Wolfe reveals that the box was empty and accuses Khoury of murdering Barry Hazen. He admits that he has no evidence, but argues that Hazen's hints and the specific gun used strongly imply that Khoury's secret was that he actually murdered Lucy's father, his former business partner. Furthermore, Khoury's refusal to pay Wolfe suggest that he knew all along that the box was empty, having located and destroyed the evidence after murdering Hazen. His use of the duplicate gun was an attempt to frame Lucy for the crime.

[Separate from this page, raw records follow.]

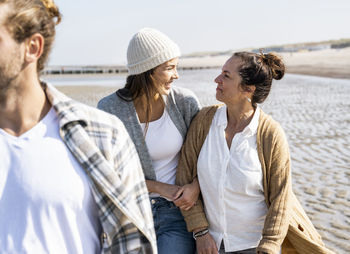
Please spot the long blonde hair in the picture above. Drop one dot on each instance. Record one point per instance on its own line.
(27, 17)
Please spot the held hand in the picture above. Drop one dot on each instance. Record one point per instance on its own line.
(206, 245)
(169, 191)
(189, 196)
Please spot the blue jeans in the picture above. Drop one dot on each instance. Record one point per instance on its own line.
(170, 227)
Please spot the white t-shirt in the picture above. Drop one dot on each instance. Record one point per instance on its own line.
(46, 204)
(231, 185)
(164, 142)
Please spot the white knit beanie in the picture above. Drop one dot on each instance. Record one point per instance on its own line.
(149, 48)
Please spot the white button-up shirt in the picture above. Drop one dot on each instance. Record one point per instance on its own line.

Khoury is arrested and evidence is discovered tying him to both murders, and Lucy and Theodore admit their feelings for each other.

==Cast of characters==
- Nero Wolfe — The private investigator
- Archie Goodwin — Wolfe's assistant (and the narrator of all Wolfe stories)
- Lucy Hazen — Wolfe's client, newly widowed by her husband's murder
- Barry Hazen — Public relations counselor, apparent blackmailer, and murder victim
- Jules Khoury, Mrs. Victor Oliver, Ambrose Perdis, Mrs. Henry Talbot — Clients of Hazen's firm, who pay him much more than his services are worth
- Theodore Weed — Employed as a copy writer by Mr. Hazen
- Inspector Cramer — Representing Manhattan Homicide

==Publication history==

==="Death of a Demon"===
- 1961, The Saturday Evening Post, June 10 + June 17 + June 24, 1961
- 1974, Ellery Queen's Mystery Magazine, October 1974 (as "The Gun Puzzle")
- 1977, Ellery Queen's Anthology, Fall–Winter 1977 (as "The Gun Puzzle")
- 1977, Ellery Queen's Faces of Mystery, New York: Davis Publications, 1977, hardcover (as "The Gun Puzzle")

===Homicide Trinity===
- 1962, New York: The Viking Press, April 26, 1962, hardcover
Contents include "Eeny Meeny Murder Mo", "Death of a Demon" and "Counterfeit for Murder".
In his limited-edition pamphlet, Collecting Mystery Fiction #10, Rex Stout's Nero Wolfe Part II, Otto Penzler describes the first edition of Homicide Trinity: "Blue cloth, front cover stamped in blind; spine printed with deep pink; rear cover blank. Issued in a mainly blue dust wrapper."
In April 2006, Firsts: The Book Collector's Magazine estimated that the first edition of Homicide Trinity had a value of between $150 and $350. The estimate is for a copy in very good to fine condition in a like dustjacket.
- 1962, Toronto: Macmillan, 1962, hardcover
- 1962, New York: Viking (Mystery Guild), August 1962, hardcover
The far less valuable Viking book club edition may be distinguished from the first edition in three ways:
- The dust jacket has "Book Club Edition" printed on the inside front flap, and the price is absent (first editions may be price clipped if they were given as gifts).
- Book club editions are sometimes thinner and always taller (usually a quarter of an inch) than first editions.
- Book club editions are bound in cardboard, and first editions are bound in cloth (or have at least a cloth spine).
- 1963, London: Collins Crime Club, February 18, 1963, hardcover
- 1966, New York: Bantam #F-3118, February 1966, paperback
- 1993, New York: Bantam Crime Line ISBN 0-553-23446-3 August 1993, paperback, Rex Stout Library edition with introduction by Stephen Greenleaf
- 1997, Newport Beach, California: Books on Tape, Inc. ISBN 0-7366-4062-2 October 31, 1997, audio cassette (unabridged, read by Michael Prichard)
- 2010, New York: Bantam Crimeline ISBN 978-0-307-75599-5 July 7, 2010, e-book

==Adaptations==

===Nero Wolfe (CBC Radio)===
"Death of a Demon" was adapted as the 12th episode of the Canadian Broadcasting Corporation's 13-part radio series Nero Wolfe (1982), starring Mavor Moore as Nero Wolfe, Don Francks as Archie Goodwin, and Cec Linder as Inspector Cramer. Written and directed by Toronto actor and producer Ron Hartmann, the hour-long adaptation aired on CBC Stereo April 3, 1982.